A nuvem de névoa cinzenta. A vasta nuvem, ganhando forma rapidamente. Como se alguma coisa existisse dentro dela. Algo estava acontecendo.
Macon Heights!


Ele encontrou Laura em seu apartamento na manhã seguinte. Ela estava sentada na mesa de café com uma camisola rosa pálida e calças escuras. Diante dela havia uma pilha de notas, um lápis e uma borracha e um copo com leite maltado.

— Como se saiu? — Paine perguntou.

— Bem. Consegui a sua informação.

— E qual é a história?

— Havia bastante material — ela acariciou a pilha de notas. — Eu resumi as principais partes para você.

— Me dê a versão sumarizada.

— Há sete anos, em agosto, o conselho de supervisores do condado votou para que três novos loteamentos suburbanos fossem instalados fora da cidade. Macon Heights era um deles. Houve um grande debate. A maioria dos comerciantes da cidade se opôs às novas áreas. Iriam atrair muito negócio de varejo para longe daqui.

— Continue.

— Foi uma guerra. Finalmente dois foram aprovados. Waterville e Cedar Groves. Mas não Macon Heights.

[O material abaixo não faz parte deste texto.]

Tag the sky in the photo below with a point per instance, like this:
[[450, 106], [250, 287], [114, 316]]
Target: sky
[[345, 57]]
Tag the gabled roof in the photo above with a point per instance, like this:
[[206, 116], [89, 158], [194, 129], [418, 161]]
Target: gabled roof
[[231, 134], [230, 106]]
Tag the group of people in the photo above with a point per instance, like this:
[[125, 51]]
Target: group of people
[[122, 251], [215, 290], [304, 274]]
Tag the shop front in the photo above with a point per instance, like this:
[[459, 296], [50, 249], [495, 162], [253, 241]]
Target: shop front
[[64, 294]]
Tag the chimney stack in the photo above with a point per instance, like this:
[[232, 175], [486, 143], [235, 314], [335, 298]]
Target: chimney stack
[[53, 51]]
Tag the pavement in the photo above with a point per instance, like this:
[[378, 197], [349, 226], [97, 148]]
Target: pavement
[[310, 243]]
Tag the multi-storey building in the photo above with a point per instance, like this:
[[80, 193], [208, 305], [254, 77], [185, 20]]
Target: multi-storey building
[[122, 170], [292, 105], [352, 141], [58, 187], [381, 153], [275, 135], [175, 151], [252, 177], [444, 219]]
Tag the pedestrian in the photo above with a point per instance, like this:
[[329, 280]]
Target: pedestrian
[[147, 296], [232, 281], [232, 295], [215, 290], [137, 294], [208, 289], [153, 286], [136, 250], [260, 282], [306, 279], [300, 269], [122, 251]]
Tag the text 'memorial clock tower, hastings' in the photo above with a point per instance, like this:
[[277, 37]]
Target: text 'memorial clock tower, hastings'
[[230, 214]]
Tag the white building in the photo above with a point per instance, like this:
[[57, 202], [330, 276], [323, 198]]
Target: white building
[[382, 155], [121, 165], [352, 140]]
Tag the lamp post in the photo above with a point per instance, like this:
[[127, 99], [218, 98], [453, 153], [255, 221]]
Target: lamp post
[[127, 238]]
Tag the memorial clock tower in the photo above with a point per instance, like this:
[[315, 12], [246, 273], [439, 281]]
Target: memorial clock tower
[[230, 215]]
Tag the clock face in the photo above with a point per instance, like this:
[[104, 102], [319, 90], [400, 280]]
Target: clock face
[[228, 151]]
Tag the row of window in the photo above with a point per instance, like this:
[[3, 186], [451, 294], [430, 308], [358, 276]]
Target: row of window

— Entendi — murmurou Paine pensativamente.

— Macon Heights foi derrotado. Duas novas paradas em vez de três. As estações foram construídas imediatamente. Você sabe. Passamos por Waterville uma tarde. Bonito lugar.

— Mas não Macon Heights.

— Não. Macon Heights foi abandonada.

Paine esfregou a mandíbula. — Essa é a história então.

— Essa é a história. Você percebe que eu perdi meio dia de trabalho por isso? Você tem que me recompensar esta noite. Talvez eu deva arranjar outro namorado. Estou começando a achar que você não é uma boa aposta.

Paine assentiu distraidamente. — Sete anos atrás —  de repente um pensamento lhe ocorreu. — O voto! Como foi a votação de Macon Heights?

Laura consultou suas anotações.

— O projeto foi derrotado por um único voto.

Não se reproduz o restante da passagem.